Philippines return to pre-pandemic level seen by mid-year

Lawrence Agcaoili - The Philippine Star
Philippines return to pre-pandemic level seen by mid-year
Thick smog envelopes the cityscape of Metro Manila as seen from Antipolo, Rizal on January 1, 2022 before dawn as a result of the fireworks used during the festive New Year celebration.
Miguel De Guzman, file

MANILA, Philippines — Domestic economic activity is projected to return to pre-pandemic level by the middle of this year after a stronger-than-expected first quarter gross domestic product (GDP) growth of 8.3 percent, according to the Bangko Sentral ng Pilipinas.

BSP managing director Zeno Ronald Abenoja said the strong growth in the first quarter is likely to be sustained with the further reopening of the economy from strict COVID quarantine and lockdown protocols.

“Domestic growth has seemed to remain robust in the succeeding quarters in view of the implementation of reforms to boost investment and credit activities, as well as the looser mobility restrictions amid continued widespread deployment of vaccines and booster shots,” Abenoja said.

He said the eventual reopening of the global economy as restrictions continue to ease and the labor market conditions improving further are seen to bolster domestic recovery through increased exports and remittances.

The Philippines emerged from the pandemic-induced recession that stretched through five quarters, with a GDP expansion of 5.7 percent last year, reversing the 9.6 percent contraction recorded in 2020.

The Cabinet-level Development Budget Coordination Committee (DBCC) is looking at a faster GDP growth of between seven and nine percent for this year before stabilizing at a six to seven percent range over the next few years.

Abenoja said the country’s output gap – the actual economic output during the COVID crisis versus the maximum pre-pandemic potential – closed in the first quarter.

According to estimates of the Asian Development Bank (ADB), the actual output gap of the Philippines at 15.7 percent, below what would have been the GDP figure without the pandemic, was the highest among member countries of the Association of Southeast Asian Nations (ASEAN).

“Looking at the output data, it is now estimated to have closed in the first quarter of this year and seem to remain broadly neutral during the rest of the year as the economic recovery continues to gain traction,” Abenoja said.

He said the country’s potential output is expected to increase pace with actual output amid the continued reopening of the economy, improvements in employment conditions, as well as the continued growth in external demand.

During the webinar of the ADB Institute, BSP Governor Benjamin Diokno said that economic recovery came sooner than expected for the Philippines due to the country’s massive reforms and strong macroeconomic fundamentals.

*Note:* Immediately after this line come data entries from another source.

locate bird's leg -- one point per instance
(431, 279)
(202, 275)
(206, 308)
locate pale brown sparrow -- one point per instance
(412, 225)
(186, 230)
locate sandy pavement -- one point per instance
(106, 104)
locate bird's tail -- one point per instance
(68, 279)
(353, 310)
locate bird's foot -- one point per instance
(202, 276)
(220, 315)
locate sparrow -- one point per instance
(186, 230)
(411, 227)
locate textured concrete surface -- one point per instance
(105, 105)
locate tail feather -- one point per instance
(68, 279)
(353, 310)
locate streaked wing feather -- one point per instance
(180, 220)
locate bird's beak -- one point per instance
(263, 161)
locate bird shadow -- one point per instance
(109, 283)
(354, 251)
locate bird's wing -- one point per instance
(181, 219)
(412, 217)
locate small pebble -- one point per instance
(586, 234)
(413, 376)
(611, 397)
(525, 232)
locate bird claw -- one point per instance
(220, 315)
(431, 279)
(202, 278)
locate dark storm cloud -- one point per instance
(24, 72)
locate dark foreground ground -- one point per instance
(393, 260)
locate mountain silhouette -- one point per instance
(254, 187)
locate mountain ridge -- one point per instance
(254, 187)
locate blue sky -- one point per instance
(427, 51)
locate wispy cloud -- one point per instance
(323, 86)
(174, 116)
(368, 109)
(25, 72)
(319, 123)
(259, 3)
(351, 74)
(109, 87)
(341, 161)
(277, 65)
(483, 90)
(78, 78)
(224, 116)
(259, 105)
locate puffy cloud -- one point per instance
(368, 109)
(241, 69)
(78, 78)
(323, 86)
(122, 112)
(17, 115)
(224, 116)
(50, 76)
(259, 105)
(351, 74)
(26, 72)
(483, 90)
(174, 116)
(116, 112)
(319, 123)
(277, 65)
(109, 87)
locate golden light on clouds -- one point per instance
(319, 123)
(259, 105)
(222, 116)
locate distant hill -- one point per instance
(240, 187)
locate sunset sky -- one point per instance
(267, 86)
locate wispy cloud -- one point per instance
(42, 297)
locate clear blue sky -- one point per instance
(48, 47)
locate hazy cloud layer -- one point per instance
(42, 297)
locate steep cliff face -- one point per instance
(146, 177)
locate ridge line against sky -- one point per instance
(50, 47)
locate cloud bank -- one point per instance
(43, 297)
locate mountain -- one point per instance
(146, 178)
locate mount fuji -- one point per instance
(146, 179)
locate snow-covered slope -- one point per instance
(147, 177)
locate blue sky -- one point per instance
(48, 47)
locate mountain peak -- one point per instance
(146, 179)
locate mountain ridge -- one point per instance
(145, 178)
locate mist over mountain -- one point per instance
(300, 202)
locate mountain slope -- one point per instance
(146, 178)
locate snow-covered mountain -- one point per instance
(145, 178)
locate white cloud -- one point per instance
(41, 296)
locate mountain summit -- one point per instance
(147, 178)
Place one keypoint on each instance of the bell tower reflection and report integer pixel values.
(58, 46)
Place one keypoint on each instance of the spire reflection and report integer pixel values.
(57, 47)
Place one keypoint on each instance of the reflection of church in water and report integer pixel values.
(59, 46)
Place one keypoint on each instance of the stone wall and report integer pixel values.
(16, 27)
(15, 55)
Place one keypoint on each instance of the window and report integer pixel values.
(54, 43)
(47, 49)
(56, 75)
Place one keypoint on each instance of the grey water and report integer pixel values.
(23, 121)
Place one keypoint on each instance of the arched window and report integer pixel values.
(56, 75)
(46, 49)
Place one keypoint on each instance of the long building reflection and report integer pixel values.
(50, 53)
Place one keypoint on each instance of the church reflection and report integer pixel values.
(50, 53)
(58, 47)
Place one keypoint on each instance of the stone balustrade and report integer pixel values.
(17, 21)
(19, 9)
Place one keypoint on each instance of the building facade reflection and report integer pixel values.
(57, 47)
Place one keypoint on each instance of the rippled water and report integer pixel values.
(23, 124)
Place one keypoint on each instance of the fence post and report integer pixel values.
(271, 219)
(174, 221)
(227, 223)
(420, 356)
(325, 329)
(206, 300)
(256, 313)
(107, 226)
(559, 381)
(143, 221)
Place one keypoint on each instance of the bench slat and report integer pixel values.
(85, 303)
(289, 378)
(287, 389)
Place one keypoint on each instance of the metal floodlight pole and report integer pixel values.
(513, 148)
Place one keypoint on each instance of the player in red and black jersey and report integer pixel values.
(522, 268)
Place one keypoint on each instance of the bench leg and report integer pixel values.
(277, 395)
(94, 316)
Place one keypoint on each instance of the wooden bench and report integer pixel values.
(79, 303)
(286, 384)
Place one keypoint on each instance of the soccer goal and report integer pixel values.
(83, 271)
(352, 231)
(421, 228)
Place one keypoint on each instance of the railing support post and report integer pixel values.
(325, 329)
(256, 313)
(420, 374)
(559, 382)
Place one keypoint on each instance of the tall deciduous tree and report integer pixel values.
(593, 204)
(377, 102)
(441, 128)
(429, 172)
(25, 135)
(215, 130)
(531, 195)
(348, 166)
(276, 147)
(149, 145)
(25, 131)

“The economy grew by 8.3 percent in Q1. We expect the economy to grow much faster in the second quarter, making the growth target for this year of seven to nine percent doable,” Diokno said.

The BSP chief pointed out that employment is nearing its pre-pandemic rate as the unemployment rate is down to just 5.8 percent in March from a peak of 17.6 percent in April 2020.

Diokno said the Purchasing Managers Index hit a four-year high of 54.3 in April, reflecting a strong rebound in the country’s manufacturing activity.

While the Philippines is on track in achieving full economic recovery in the near term, Diokno stressed the need to work together to overcome current and emerging challenges, including the impact of Russia’s ongoing invasion of Ukraine.

“Now more than ever, we must put a premium on stronger international cooperation to achieve our vision of a green, resilient, and inclusive global economy,” the BSP chief said.